Comment Fix NTP (Score 4, Interesting) 289

The main problem is the wrong handling of UTC by NTP and Unix.

NTP is simply on the wrong time system. It is a system which is designed to accurately keep a monotonous steady time shared among millions of systems spread across time zones. It does not have any sensible way of dealing with the fact that some systems want to suddenly add a second or subtract one, just like it cannot deal with time zones or Mayan calendars. Those are simply outside its problem domain. Luckily the fix is simple: Stop handling leap seconds at all in NTP, just keep counting seconds. If you must handle it in NTP for those client systems too primitive to do it themselves, do it by transmitting the current offset between NTP time and UTC. The best solution would be to define NTP time to be TAI of course, but it will likely have to be TAI+offset to handle backwards compatibility.

Unix again does it wrong by keeping system time in UTC rather than TAI. UTC is useful for humans but difficult for machines, it should be handled by the human interface libraries, just like time zones.

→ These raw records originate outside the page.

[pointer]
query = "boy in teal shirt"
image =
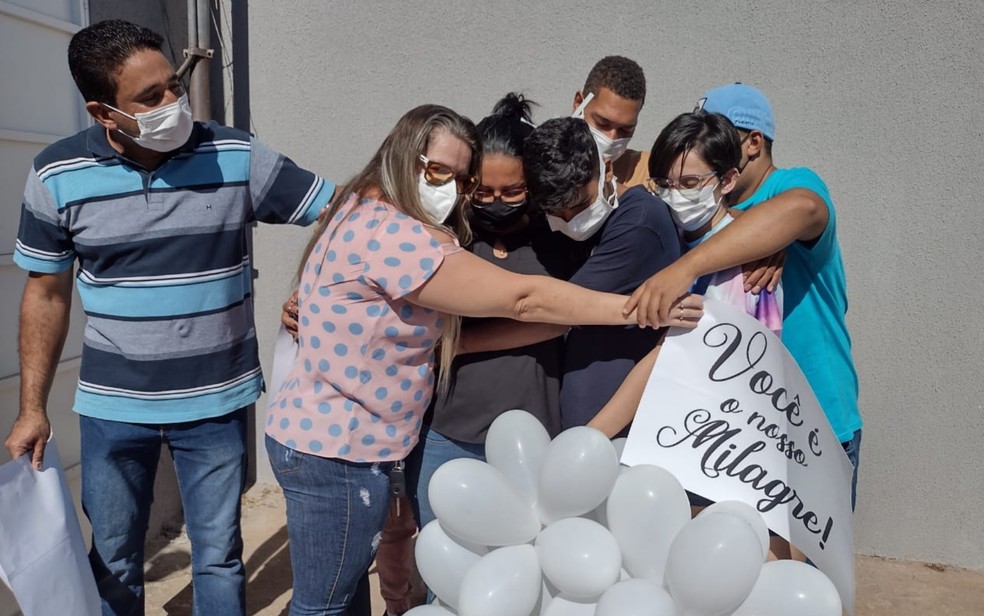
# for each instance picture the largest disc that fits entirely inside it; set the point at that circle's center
(786, 209)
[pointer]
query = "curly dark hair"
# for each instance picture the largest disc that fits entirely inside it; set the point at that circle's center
(709, 135)
(560, 158)
(96, 53)
(621, 75)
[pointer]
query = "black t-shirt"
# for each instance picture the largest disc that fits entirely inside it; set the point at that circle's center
(637, 240)
(484, 385)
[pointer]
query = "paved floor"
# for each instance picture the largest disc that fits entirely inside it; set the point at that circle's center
(885, 587)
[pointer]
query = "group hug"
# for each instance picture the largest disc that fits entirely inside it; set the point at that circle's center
(465, 270)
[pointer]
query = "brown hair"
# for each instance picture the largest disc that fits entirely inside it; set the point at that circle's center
(393, 171)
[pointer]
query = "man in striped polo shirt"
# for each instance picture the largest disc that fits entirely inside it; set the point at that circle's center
(155, 208)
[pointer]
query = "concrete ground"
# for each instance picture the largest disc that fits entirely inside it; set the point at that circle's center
(885, 587)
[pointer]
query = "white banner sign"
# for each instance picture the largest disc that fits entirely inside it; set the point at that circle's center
(730, 414)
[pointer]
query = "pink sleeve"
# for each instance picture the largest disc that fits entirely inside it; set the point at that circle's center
(402, 255)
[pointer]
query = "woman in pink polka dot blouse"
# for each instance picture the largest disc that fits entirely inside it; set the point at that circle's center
(383, 283)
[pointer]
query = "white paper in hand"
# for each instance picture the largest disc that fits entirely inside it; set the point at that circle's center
(42, 554)
(284, 354)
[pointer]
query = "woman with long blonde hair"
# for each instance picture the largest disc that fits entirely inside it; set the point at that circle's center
(383, 284)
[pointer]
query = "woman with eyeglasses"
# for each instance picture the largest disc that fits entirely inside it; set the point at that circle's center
(693, 165)
(512, 234)
(382, 283)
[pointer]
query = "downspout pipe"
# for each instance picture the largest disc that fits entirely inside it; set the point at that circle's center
(199, 39)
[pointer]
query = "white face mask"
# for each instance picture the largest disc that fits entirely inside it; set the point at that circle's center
(691, 208)
(610, 149)
(164, 129)
(437, 201)
(587, 222)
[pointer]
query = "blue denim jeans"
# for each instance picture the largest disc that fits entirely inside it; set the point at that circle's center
(853, 450)
(335, 515)
(433, 450)
(119, 463)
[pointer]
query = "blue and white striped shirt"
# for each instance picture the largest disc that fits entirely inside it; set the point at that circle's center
(164, 270)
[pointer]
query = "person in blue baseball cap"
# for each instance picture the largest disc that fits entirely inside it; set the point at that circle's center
(787, 209)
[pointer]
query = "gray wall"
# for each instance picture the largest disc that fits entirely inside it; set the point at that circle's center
(882, 98)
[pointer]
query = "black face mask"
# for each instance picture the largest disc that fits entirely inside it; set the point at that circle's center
(498, 216)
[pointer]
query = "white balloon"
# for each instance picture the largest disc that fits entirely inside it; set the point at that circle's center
(577, 474)
(636, 597)
(645, 511)
(515, 444)
(443, 562)
(713, 564)
(580, 557)
(564, 606)
(474, 502)
(791, 587)
(505, 582)
(429, 610)
(747, 513)
(619, 445)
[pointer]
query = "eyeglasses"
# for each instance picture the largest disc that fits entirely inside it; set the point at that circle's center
(439, 174)
(686, 182)
(484, 195)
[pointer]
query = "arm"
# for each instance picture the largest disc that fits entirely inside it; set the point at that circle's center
(504, 334)
(621, 409)
(470, 286)
(44, 319)
(797, 214)
(281, 192)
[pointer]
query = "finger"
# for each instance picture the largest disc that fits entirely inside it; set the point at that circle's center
(38, 458)
(776, 277)
(754, 279)
(633, 300)
(641, 303)
(665, 308)
(692, 300)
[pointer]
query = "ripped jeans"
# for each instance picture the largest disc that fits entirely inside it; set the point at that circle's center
(335, 515)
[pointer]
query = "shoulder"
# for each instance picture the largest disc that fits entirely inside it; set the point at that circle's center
(639, 207)
(213, 131)
(796, 177)
(74, 148)
(212, 137)
(632, 168)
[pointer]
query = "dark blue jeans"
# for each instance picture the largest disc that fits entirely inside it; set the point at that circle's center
(433, 450)
(119, 463)
(853, 450)
(335, 515)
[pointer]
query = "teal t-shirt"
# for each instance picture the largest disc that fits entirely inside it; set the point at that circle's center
(814, 307)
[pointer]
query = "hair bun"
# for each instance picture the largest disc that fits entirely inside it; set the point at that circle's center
(514, 106)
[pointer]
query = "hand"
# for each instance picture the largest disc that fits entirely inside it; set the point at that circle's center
(653, 300)
(30, 433)
(685, 312)
(764, 273)
(289, 315)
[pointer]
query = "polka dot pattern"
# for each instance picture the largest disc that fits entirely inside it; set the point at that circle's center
(361, 381)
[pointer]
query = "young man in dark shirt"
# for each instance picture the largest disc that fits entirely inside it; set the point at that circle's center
(624, 236)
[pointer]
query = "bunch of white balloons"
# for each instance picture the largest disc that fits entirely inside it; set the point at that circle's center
(558, 528)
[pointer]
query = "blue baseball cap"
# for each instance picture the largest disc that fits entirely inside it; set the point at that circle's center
(746, 107)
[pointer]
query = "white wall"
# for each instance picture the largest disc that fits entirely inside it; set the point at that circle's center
(882, 98)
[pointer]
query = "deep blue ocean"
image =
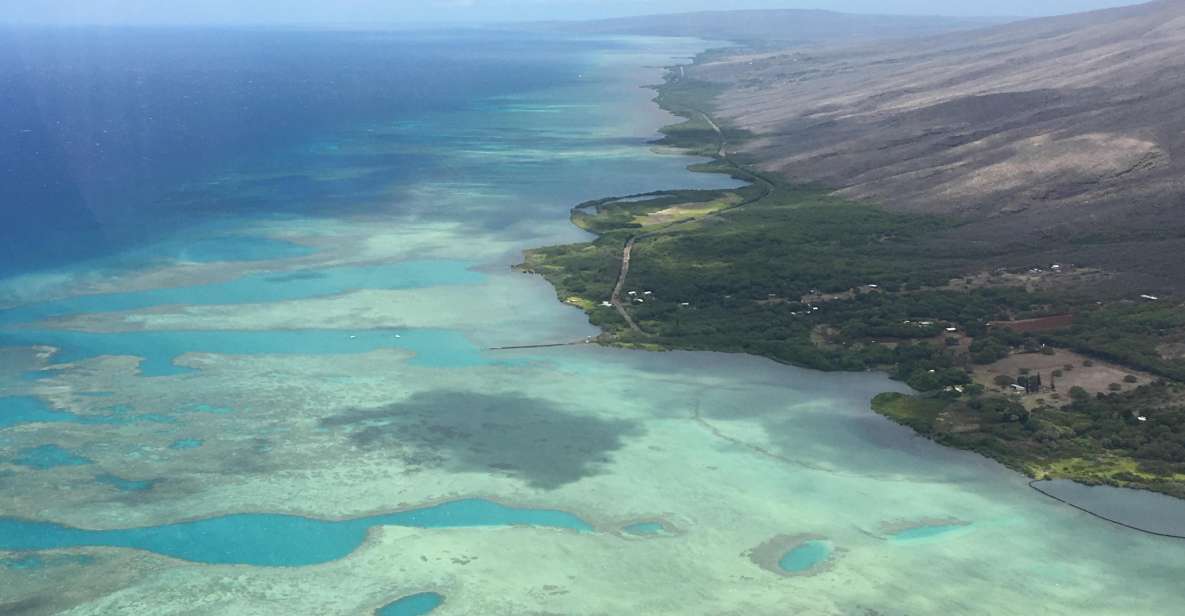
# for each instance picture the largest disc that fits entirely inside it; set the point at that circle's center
(108, 133)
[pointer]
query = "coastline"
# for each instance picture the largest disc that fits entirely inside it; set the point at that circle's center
(689, 138)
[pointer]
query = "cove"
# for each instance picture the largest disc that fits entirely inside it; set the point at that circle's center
(411, 605)
(261, 288)
(806, 557)
(275, 540)
(433, 347)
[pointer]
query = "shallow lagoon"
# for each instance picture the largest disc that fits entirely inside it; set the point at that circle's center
(729, 449)
(275, 540)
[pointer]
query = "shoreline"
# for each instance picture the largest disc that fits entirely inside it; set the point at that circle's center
(722, 162)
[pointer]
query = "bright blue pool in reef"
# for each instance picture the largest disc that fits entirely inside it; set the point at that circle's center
(433, 347)
(412, 605)
(805, 557)
(262, 288)
(275, 540)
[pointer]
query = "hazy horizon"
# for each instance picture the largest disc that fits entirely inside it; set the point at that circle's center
(306, 12)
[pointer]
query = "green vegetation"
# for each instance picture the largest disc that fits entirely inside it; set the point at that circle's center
(1093, 440)
(1128, 333)
(800, 276)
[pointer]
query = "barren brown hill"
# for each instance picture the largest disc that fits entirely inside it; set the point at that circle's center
(1067, 132)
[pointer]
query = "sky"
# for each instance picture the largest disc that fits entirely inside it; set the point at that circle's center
(396, 12)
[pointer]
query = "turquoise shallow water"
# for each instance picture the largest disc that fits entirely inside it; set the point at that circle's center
(17, 410)
(125, 485)
(645, 528)
(806, 557)
(268, 287)
(44, 457)
(433, 347)
(276, 540)
(928, 532)
(412, 605)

Kernel time should be TAI of course. When leap seconds are inserted, systems must be updated, but that is not particularly harder than keeping the time zone files up-to-date is already. Of course it would be a lot easier if the astronomers would let us know a few years in advance rather than six months, but then the offset between TAI and UTC could exceed 0.9 seconds, and as we all know that would bring Ragnarok.

GNU systems even have sets of time zones for precisely this reason: "POSIX" and "Right". Unfortunately it is not possible to use the "Right" time zones with current NTP.

Comment Re:Public Key, not SSH. (Score 1) 203

I don't get what you are saying. I did not say the things you quoted.

I have my SSH private key saved securely. That is easy, it does not take up any room at all. My password database on the other hand is not backed up; I am not willing to make the compromises necessary to do so. I will just have to recreate passwords everywhere in case my drive crashes.

Life would be a lot easier if sites would accept my SSH key or my PGP key as ID.